I had a great experience doing just that last night. The leadership of our church met at our new facility, still strewn with construction debris, lights dangling from the unfinished ceiling, and no functioning toilets. After opening with corporate prayer, Apostle Dale was led to direct each of us to pray about a specific area of our church's ministry. We then came back together and shared what God has told us regarding those prayers. It was some truly exciting stuff!

I'm still new at some of this, and I felt the Lord touch me in a way that I could not remember happening before.

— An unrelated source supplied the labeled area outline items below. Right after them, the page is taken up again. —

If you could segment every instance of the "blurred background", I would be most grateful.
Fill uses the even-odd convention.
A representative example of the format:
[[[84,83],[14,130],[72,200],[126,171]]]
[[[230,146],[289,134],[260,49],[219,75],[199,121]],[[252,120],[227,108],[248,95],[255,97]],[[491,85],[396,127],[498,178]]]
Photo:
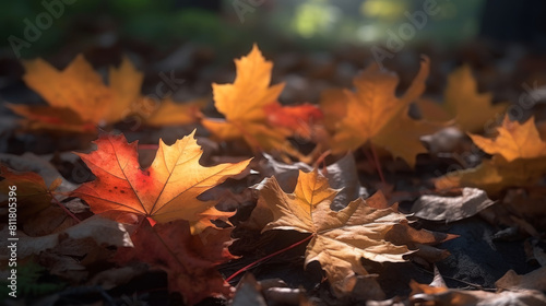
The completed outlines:
[[[284,103],[316,103],[329,86],[349,86],[371,61],[401,74],[402,87],[432,59],[428,93],[468,62],[479,89],[510,99],[521,83],[546,80],[546,1],[525,0],[43,0],[3,1],[0,94],[20,101],[20,60],[62,68],[84,54],[94,67],[129,56],[146,73],[185,80],[175,98],[230,82],[233,59],[253,43],[286,81]],[[14,91],[12,91],[15,89]],[[23,99],[31,99],[24,97]]]

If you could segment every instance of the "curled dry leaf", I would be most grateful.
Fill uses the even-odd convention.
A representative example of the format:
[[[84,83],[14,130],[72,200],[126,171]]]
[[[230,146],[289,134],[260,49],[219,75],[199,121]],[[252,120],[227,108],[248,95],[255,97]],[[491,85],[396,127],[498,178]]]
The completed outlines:
[[[266,163],[260,164],[260,173],[264,176],[275,176],[278,186],[285,192],[293,192],[298,183],[300,170],[311,172],[312,167],[305,163],[294,163],[292,165],[275,161],[272,156],[264,154]],[[330,187],[339,189],[330,208],[339,211],[347,205],[348,202],[357,198],[367,198],[368,191],[360,186],[358,173],[356,170],[355,158],[353,154],[346,154],[337,162],[327,166],[321,170],[328,178]],[[262,180],[254,186],[257,190],[261,190],[268,179]],[[248,228],[261,231],[265,224],[273,221],[273,214],[263,201],[258,201],[249,220],[245,223]]]
[[[353,291],[357,274],[368,274],[360,263],[361,257],[373,261],[405,261],[403,256],[411,251],[384,239],[394,224],[405,220],[404,214],[370,208],[361,198],[337,212],[332,211],[330,204],[336,193],[318,170],[300,172],[294,193],[285,193],[272,177],[260,191],[260,200],[274,216],[263,231],[294,229],[311,234],[306,266],[318,260],[334,291],[343,294]]]
[[[114,261],[126,266],[140,261],[167,272],[169,291],[180,292],[193,305],[209,296],[229,297],[232,290],[216,266],[233,259],[232,228],[205,228],[192,235],[187,221],[156,224],[144,221],[131,235],[134,247],[120,248]]]
[[[234,213],[221,212],[214,201],[200,201],[199,195],[233,175],[241,173],[250,160],[203,167],[203,154],[195,131],[173,145],[159,142],[152,165],[139,165],[136,142],[128,143],[122,134],[102,134],[97,150],[79,153],[96,179],[85,183],[71,195],[85,200],[94,213],[116,212],[115,220],[127,214],[151,217],[156,222],[188,220],[192,232],[213,226],[212,219],[227,220]]]
[[[477,188],[466,187],[458,191],[453,196],[422,196],[412,207],[412,212],[425,220],[453,222],[473,216],[495,203]]]

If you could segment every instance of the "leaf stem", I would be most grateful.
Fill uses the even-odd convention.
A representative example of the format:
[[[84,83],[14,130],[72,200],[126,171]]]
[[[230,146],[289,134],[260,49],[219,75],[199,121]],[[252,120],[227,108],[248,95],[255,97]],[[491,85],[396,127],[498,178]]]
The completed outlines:
[[[260,259],[256,260],[254,262],[252,262],[252,263],[250,263],[250,264],[247,264],[247,266],[242,267],[242,268],[241,268],[241,269],[239,269],[237,272],[233,273],[229,278],[227,278],[227,279],[226,279],[226,282],[232,281],[235,276],[239,275],[240,273],[242,273],[242,272],[247,271],[248,269],[250,269],[250,268],[252,268],[252,267],[257,266],[258,263],[260,263],[260,262],[262,262],[262,261],[265,261],[265,260],[268,260],[268,259],[270,259],[270,258],[272,258],[272,257],[274,257],[274,256],[276,256],[276,255],[280,255],[280,254],[282,254],[282,252],[284,252],[284,251],[287,251],[287,250],[289,250],[289,249],[292,249],[292,248],[295,248],[295,247],[299,246],[300,244],[302,244],[302,243],[305,243],[305,242],[307,242],[307,240],[310,240],[312,237],[314,237],[314,234],[312,234],[312,235],[310,235],[310,236],[306,237],[305,239],[299,240],[299,242],[297,242],[297,243],[295,243],[295,244],[293,244],[293,245],[289,245],[289,246],[287,246],[287,247],[285,247],[285,248],[283,248],[283,249],[281,249],[281,250],[277,250],[277,251],[275,251],[275,252],[273,252],[273,254],[270,254],[270,255],[268,255],[268,256],[265,256],[265,257],[263,257],[263,258],[260,258]]]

As I talked with Him about what we needed to reach the lost (the area I had been asked to cover with my prayer), I stopped several times and soaked in whatever the Holy Spirit would send me.

I stood there by myself in the shell of our upstairs office area with only the light from the parking lot providing any illumination. What I saw, though, was Apostle Dale's office, very tastefully appointed, with him sitting there providing guidance and leadership as per his Apostolic calling. I saw myself and others leading small groups in the meeting room, teaching and reaching out to people, helping them open their hearts and minds to be filled with the Spirit.
I've never heard "The Voice of God," but I never felt his presence more than I did last night. He showed me part of his plans for how he would answer my prayers and gave me not only encouragement to stay the course but also emboldened me to give even more of myself to His ministry.

I listened and I received answers. If you are praying without ceasing, you may need to stop long enough to give God time enough to answer them. Praying is a form of communication, and any type of communication is only effective if it is two-way.


  1. Thanks for this reminder and it came at great timing!

  2. Years ago, one of the men I was guiding as he entered the community told me that he realized most of his prayer consisted of, "Listen, Lord! Your servant is speaking." So often the case, isn't it? I realized that my prayers are too often a laundry list of instructions to God on what to do, instead of humbly listening to what God wants me to do.

    John of the Cross points out that the mother of Jesus at Cana -- a popular story for Catholics about her intercession with her son -- doesn't tell Jesus what to do. To him, she notes the situation: "They have no wine." It is to the servants that she gives instructions: "Do whatever he tells you."